Identificados os técnicos de enfermagem presos pelas mortes de pacientes com injeção de desinfetante
O caso ocorrido em um hospital do Distrito Federal provoca indignação e perplexidade. É difícil conceber que, em um ambiente cuja missão é preservar vidas e oferecer cuidado, possam ter sido cometidos atos criminosos contra pacientes em estado de extrema vulnerabilidade.
Hospitais são tradicionalmente percebidos como espaços de segurança e acolhimento, onde profissionais da saúde atuam com ética e compromisso. No entanto, uma investigação recente no Distrito Federal revelou um cenário alarmante ao apontar a atuação criminosa de técnicos de enfermagem em uma unidade de terapia intensiva (UTI), fato que abalou a confiança da população nas instituições médicas.
A operação policial, batizada de Anúbis, resultou na prisão de três profissionais no dia 11 de janeiro. Marcos Vinícius Silva Barbosa de Araújo, Amanda Rodrigues de Sousa e Marcela Camilly Alves da Silva trabalhavam na UTI do Hospital Anchieta, em Taguatinga, uma das regiões mais movimentadas do DF.

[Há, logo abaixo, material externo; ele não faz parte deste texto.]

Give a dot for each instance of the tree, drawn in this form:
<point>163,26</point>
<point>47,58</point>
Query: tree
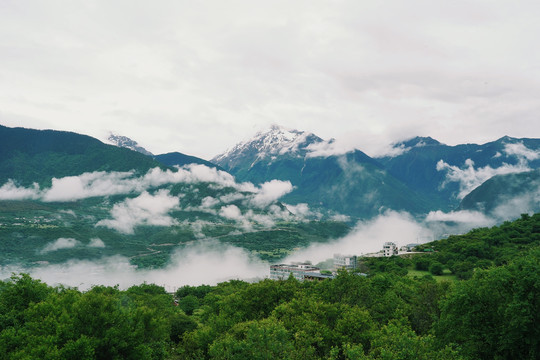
<point>436,268</point>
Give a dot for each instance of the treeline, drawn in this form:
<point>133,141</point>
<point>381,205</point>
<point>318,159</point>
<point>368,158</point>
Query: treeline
<point>492,315</point>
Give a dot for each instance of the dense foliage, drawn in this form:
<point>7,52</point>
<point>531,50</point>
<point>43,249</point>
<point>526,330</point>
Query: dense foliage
<point>492,315</point>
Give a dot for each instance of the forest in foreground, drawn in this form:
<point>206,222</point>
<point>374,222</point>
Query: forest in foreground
<point>489,310</point>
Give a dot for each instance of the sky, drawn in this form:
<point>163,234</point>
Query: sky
<point>199,76</point>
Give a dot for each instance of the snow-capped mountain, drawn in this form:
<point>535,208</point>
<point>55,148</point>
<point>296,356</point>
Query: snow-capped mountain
<point>352,183</point>
<point>124,141</point>
<point>267,146</point>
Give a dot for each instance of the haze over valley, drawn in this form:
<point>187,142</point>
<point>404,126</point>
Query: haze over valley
<point>77,211</point>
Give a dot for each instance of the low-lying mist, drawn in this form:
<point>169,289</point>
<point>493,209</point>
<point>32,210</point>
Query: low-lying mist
<point>211,262</point>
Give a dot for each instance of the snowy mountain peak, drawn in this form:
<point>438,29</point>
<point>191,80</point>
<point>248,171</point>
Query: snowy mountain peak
<point>277,141</point>
<point>124,141</point>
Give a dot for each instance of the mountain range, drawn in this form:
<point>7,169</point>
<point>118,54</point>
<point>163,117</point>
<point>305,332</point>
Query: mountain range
<point>421,175</point>
<point>64,194</point>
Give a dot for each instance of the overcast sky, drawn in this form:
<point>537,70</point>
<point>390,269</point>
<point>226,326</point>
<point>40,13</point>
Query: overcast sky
<point>198,76</point>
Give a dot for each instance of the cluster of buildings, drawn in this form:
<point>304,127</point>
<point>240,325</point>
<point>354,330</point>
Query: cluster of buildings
<point>306,271</point>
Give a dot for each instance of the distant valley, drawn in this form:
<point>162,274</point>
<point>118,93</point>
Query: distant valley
<point>69,196</point>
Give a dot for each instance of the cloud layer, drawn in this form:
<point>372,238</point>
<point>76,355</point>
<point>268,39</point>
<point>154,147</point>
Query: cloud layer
<point>193,77</point>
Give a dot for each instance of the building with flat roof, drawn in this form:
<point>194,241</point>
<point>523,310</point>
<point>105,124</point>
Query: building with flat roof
<point>389,249</point>
<point>299,271</point>
<point>346,262</point>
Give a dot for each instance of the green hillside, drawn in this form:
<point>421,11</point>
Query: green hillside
<point>492,315</point>
<point>29,156</point>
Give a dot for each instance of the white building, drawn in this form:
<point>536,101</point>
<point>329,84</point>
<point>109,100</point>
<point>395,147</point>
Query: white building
<point>389,249</point>
<point>282,271</point>
<point>347,262</point>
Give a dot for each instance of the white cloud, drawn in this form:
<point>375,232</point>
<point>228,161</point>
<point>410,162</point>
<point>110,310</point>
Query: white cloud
<point>367,237</point>
<point>205,262</point>
<point>458,71</point>
<point>231,212</point>
<point>96,243</point>
<point>472,218</point>
<point>470,177</point>
<point>10,191</point>
<point>521,151</point>
<point>270,191</point>
<point>146,209</point>
<point>61,243</point>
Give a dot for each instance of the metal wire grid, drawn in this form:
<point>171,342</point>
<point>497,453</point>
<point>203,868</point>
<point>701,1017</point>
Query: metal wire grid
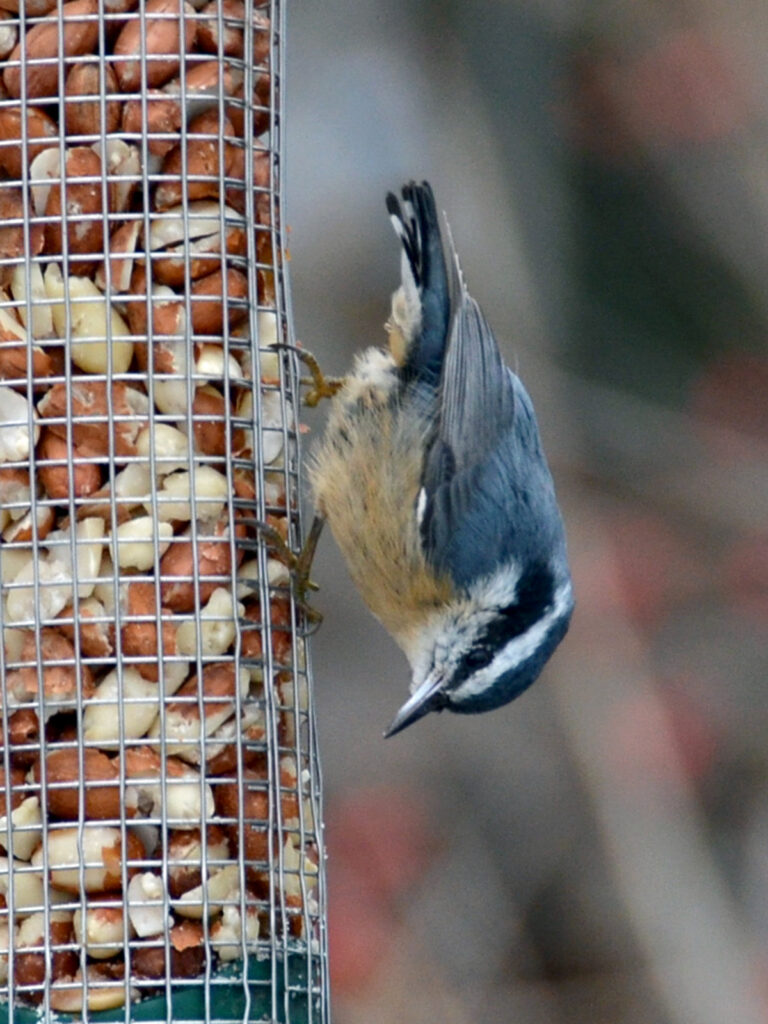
<point>146,429</point>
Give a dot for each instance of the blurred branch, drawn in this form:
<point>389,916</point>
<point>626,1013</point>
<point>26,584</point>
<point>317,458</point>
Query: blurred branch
<point>697,950</point>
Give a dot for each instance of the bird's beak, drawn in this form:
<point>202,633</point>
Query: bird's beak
<point>429,696</point>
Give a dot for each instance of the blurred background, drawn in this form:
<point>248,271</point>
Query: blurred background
<point>598,850</point>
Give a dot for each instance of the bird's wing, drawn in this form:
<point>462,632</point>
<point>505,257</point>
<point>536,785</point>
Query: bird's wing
<point>487,491</point>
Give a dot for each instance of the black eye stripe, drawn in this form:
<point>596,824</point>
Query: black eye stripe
<point>534,598</point>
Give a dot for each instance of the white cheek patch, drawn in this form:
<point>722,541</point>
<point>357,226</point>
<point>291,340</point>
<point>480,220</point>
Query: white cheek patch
<point>421,506</point>
<point>516,651</point>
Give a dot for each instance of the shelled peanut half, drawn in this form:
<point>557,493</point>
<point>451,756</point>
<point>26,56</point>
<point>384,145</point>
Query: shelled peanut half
<point>153,808</point>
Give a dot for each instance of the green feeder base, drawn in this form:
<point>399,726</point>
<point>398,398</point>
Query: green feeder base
<point>226,1004</point>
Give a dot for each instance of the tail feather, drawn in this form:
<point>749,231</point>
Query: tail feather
<point>417,224</point>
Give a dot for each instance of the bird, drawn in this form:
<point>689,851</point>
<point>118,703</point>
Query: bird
<point>431,476</point>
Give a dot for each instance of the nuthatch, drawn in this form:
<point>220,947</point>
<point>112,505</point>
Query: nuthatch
<point>433,480</point>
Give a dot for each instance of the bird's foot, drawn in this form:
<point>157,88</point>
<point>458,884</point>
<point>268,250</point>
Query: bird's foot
<point>317,384</point>
<point>299,565</point>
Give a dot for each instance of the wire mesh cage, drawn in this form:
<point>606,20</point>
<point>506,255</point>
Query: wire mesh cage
<point>160,801</point>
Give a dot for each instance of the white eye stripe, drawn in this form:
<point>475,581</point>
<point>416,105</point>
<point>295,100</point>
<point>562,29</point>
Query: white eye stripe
<point>516,651</point>
<point>421,506</point>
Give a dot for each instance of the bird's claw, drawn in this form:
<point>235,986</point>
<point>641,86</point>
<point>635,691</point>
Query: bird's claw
<point>299,565</point>
<point>318,385</point>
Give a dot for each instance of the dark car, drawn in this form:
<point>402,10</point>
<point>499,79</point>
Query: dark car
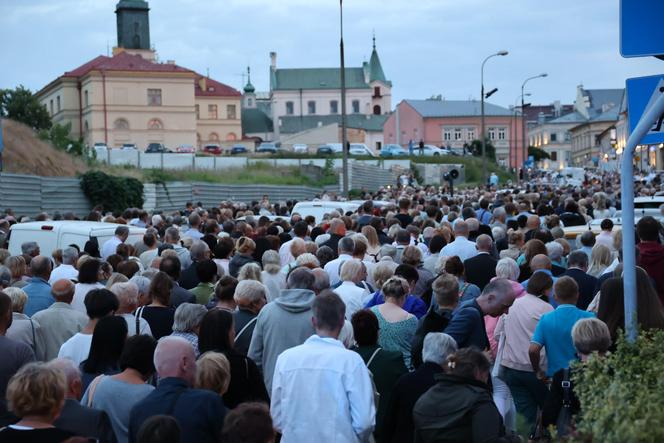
<point>238,149</point>
<point>156,148</point>
<point>212,149</point>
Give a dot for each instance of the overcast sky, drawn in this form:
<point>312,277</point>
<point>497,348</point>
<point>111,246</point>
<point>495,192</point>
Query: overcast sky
<point>426,47</point>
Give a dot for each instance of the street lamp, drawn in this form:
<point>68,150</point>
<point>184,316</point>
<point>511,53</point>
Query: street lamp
<point>523,116</point>
<point>499,53</point>
<point>344,136</point>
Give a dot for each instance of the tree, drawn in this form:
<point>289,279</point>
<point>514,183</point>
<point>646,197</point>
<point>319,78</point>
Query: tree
<point>537,153</point>
<point>19,104</point>
<point>475,148</point>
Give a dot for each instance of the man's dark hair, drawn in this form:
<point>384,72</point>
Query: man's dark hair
<point>365,327</point>
<point>248,423</point>
<point>100,303</point>
<point>206,270</point>
<point>329,311</point>
<point>648,229</point>
<point>171,266</point>
<point>138,354</point>
<point>578,259</point>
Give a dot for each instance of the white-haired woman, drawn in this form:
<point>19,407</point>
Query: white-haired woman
<point>271,277</point>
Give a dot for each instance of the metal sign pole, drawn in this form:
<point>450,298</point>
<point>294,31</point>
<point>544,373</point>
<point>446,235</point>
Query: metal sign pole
<point>627,202</point>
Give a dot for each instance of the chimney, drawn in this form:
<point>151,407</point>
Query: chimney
<point>273,60</point>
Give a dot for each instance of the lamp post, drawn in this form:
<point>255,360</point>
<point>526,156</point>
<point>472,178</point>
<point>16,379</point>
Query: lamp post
<point>501,53</point>
<point>344,137</point>
<point>523,118</point>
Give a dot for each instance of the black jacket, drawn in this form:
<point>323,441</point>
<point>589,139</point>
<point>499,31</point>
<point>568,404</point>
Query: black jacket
<point>85,422</point>
<point>587,284</point>
<point>457,409</point>
<point>480,270</point>
<point>399,426</point>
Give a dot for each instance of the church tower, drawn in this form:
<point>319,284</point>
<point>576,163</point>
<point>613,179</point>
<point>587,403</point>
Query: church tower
<point>133,28</point>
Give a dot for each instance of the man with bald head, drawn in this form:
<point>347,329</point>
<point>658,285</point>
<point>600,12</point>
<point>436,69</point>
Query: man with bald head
<point>38,290</point>
<point>59,322</point>
<point>461,246</point>
<point>199,412</point>
<point>481,268</point>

De acordo com as investigações, os suspeitos teriam injetado substâncias químicas de limpeza diretamente na corrente sanguínea de pacientes, provocando mortes registradas entre os meses de novembro e dezembro do ano passado. As autoridades classificam a conduta como extremamente grave e incompatível com qualquer prática de cuidado em saúde.
Inicialmente, os investigados alegaram que apenas cumpriam orientações médicas. Contudo, após serem confrontados com provas técnicas e testemunhais reunidas pela Polícia Civil, acabaram confessando as ações. Até o momento, três mortes foram oficialmente confirmadas, enquanto cerca de outros 20 óbitos seguem sob análise para verificar possíveis vínculos com o mesmo modus operandi.
Entre as vítimas identificadas estão João Clemente Pereira, de 63 anos, supervisor de manutenção; Marcos Moreira, carteiro de 33 anos que atuava em Brazlândia; e Miranilde Pereira da Silva, professora aposentada de 75 anos da rede pública de ensino de Ceilândia, cuja morte gerou forte comoção entre colegas, familiares e entidades representativas.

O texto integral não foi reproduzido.